La durée réduite des gardes a eu un autre effet positif : alors qu’autrefois, les résidents accablés de fatigue réglaient la nuit les problèmes les plus urgents tout en tentant de glaner ici et là quelques heures de sommeil fragmentées, ils voient plutôt aujourd’hui le quart de nuit comme une période calme, pendant laquelle ils ont vraiment le temps de se consacrer à la médecine proprement dite, sans avoir à faire des appels, à rencontrer les familles ou à donner congé à des patients.

L’entente a été suivie d’une période d’adaptation assez longue, qui n’est pas terminée. En effet, il faut revoir tout un système organisé autour des journées de 24 heures afin de trouver de nouveaux modèles. Pour le Dr Dahine, « le nombre d’heures n’est que l’une des pièces du casse-tête, et la réduction des journées de travail doit s’accompagner d’autres mesures. » Il faut entre autres réévaluer la façon de composer les équipes de jour ou de nuit et d’assurer le transfert des dossiers lors de transitions devenues plus fréquentes.

La multiplication des transferts de dossiers est d’ailleurs l’un des obstacles à l’adoption de ce type de mesures dans le reste du Canada, où l’entente adoptée au Québec n’a pas encore d’équivalent; certains intervenants avancent en effet que chaque transition entraîne un risque d’erreurs. Ils craignent aussi une diminution du nombre d’heures de formation des futurs médecins, qui sortiraient donc de la faculté moins bien outillés que leurs aînés. Il faut souligner qu’au Québec, depuis l’entente de 2012, le nombre total d’heures de résidence n’a pas diminué; les horaires ont simplement été réorganisés.

Nouvelle approche pour la formation

Parallèlement au débat sur la longueur des gardes des résidents, le Collège royal des médecins et chirurgiens du Canada (chargé d’agréer les programmes de résidence des universités) œuvre à l’élaboration d’une nouvelle approche de formation structurée autour de l’acquisition de compétences plutôt qu’uniquement en fonction de la durée de la formation, ce qui pourrait vraisemblablement rendre caduc le débat sur le nombre d’heures de résidence.

Cette nouvelle approche, Marianne, étudiante en médecine, pourra peut-être en profiter.
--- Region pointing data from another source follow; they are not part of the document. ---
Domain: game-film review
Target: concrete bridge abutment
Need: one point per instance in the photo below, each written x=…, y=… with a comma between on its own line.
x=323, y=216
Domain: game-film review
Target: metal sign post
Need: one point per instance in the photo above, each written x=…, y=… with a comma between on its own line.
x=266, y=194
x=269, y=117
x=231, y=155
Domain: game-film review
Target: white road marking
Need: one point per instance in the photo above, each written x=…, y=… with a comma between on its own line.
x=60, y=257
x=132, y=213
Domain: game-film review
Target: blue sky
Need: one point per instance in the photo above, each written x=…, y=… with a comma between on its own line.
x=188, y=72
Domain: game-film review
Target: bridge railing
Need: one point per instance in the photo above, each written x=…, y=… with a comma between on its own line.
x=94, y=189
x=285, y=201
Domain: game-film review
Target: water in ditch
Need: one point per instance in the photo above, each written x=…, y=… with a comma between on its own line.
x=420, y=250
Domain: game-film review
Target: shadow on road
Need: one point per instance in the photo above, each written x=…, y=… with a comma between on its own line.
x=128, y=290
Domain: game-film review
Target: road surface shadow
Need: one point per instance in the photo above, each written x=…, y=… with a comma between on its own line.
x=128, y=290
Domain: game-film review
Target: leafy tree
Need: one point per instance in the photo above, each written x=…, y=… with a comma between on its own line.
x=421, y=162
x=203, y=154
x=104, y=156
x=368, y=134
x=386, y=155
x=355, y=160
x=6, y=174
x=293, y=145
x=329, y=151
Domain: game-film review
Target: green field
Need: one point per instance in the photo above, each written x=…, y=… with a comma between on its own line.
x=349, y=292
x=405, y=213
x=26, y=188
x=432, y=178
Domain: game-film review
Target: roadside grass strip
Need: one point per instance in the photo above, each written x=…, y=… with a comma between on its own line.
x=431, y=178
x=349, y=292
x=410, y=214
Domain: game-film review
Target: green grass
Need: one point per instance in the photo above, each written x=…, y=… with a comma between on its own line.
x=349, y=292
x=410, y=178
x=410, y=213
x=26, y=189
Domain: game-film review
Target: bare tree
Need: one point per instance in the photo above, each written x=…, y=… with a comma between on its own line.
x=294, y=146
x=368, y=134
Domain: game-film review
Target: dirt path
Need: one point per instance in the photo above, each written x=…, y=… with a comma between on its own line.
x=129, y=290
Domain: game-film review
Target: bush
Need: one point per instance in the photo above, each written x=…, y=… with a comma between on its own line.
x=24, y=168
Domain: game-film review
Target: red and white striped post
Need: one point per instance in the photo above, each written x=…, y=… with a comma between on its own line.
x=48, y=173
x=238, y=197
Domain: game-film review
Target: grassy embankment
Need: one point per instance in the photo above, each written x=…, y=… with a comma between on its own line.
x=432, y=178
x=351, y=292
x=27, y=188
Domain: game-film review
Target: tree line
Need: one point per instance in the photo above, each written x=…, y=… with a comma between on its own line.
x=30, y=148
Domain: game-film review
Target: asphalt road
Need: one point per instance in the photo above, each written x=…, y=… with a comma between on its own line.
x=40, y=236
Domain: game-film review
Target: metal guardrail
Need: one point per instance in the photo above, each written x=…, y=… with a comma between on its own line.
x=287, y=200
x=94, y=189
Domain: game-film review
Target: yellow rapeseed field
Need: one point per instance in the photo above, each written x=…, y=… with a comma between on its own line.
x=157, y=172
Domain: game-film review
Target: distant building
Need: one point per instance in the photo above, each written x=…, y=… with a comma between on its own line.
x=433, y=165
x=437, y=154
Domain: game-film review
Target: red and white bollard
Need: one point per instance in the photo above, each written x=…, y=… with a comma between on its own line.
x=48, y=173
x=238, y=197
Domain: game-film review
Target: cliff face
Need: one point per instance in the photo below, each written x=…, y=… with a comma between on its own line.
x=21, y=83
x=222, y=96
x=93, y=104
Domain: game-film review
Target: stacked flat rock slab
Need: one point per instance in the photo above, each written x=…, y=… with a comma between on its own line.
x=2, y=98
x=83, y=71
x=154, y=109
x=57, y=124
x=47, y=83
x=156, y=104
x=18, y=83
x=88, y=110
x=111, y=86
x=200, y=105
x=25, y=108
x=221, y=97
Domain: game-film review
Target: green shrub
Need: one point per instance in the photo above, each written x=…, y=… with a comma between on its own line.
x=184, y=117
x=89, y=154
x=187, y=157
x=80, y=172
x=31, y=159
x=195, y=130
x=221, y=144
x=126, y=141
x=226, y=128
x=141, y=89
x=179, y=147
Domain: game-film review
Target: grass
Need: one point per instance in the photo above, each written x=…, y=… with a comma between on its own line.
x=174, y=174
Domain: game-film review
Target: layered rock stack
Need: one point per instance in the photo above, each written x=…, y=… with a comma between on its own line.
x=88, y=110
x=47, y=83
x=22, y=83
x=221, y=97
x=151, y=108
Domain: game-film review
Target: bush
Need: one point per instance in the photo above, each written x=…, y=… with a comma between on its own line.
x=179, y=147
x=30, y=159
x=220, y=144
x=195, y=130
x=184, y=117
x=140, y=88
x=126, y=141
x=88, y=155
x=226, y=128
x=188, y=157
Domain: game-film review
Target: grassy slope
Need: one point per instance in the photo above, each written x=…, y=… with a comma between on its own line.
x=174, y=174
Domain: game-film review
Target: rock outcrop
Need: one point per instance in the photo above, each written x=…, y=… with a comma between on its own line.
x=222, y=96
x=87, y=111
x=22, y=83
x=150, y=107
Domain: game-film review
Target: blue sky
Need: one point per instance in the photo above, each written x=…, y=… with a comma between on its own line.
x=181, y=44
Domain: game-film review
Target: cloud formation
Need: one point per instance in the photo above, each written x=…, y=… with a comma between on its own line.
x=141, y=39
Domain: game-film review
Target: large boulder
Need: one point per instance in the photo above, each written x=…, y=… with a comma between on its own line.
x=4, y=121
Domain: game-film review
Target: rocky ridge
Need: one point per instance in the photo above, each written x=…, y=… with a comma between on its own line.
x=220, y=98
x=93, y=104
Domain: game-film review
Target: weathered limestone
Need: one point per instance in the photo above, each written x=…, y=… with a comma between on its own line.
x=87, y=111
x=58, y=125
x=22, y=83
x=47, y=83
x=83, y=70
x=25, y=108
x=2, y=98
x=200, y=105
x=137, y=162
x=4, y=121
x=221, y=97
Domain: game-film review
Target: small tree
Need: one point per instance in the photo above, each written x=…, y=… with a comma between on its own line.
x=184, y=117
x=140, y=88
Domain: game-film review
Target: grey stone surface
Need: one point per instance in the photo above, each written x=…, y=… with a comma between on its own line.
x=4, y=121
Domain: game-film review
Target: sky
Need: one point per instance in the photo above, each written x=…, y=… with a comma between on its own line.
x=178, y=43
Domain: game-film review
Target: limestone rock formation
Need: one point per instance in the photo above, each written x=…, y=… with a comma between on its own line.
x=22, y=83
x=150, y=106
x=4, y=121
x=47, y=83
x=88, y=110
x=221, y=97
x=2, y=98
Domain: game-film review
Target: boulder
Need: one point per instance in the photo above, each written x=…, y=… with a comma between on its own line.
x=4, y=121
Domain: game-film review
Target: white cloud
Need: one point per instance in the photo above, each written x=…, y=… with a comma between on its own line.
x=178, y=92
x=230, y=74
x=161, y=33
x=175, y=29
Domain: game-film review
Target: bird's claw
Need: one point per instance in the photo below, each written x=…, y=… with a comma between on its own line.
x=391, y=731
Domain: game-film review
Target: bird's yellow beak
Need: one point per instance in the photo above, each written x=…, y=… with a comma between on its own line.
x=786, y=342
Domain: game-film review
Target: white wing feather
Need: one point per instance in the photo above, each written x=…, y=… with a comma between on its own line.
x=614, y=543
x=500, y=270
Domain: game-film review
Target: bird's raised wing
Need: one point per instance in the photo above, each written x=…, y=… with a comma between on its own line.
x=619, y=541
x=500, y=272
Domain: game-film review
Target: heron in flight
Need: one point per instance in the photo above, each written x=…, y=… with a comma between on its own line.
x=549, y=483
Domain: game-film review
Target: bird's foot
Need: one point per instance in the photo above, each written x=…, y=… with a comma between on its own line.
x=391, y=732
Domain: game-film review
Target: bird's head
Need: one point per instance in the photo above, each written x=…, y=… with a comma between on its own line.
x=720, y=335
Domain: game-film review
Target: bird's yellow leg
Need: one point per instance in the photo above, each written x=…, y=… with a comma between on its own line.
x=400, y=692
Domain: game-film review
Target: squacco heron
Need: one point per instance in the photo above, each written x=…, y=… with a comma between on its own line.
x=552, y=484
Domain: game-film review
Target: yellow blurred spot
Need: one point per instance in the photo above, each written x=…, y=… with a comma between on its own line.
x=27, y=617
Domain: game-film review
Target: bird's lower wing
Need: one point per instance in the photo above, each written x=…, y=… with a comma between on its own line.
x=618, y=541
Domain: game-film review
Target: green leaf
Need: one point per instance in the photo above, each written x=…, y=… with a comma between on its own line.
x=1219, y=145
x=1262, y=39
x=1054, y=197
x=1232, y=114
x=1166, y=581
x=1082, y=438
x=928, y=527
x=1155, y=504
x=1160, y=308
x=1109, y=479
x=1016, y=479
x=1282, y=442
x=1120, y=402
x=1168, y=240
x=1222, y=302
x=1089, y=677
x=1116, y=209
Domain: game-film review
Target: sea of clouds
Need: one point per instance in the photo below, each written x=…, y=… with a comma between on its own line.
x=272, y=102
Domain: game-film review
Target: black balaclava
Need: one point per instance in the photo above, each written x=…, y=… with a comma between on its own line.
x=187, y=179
Interrogée sur le manque de sommeil chez les étudiants en médecine, elle affirme qu’elle dort déjà moins bien qu’avant, et moins longtemps; en effet, elle et ses collègues vivent dès la première année une grande pression pour se démarquer par leur sérieux et leurs connaissances. Cela se traduit par de longues heures d’étude, mais aussi souvent par de l’anxiété qui nuit à la qualité de leur sommeil.

Dans un peu plus d’un an, Marianne entamera son externat. Elle sait ce qui l’attend : plus de 40 heures par semaine à l’hôpital, en plus d’un horaire de cours chargé. Pourtant, elle trouve déjà difficile de trouver du temps pour sa famille, son amoureux et ses loisirs, sans parler de caser les heures de sommeil qui lui sont nécessaires pour fonctionner au mieux. Pourtant, à la faculté de médecine, personne ne parle vraiment de la privation de sommeil et de ses effets; c’est normal pour tout le monde d’être fatigué, et on se dit que ça ne durera que quelques années.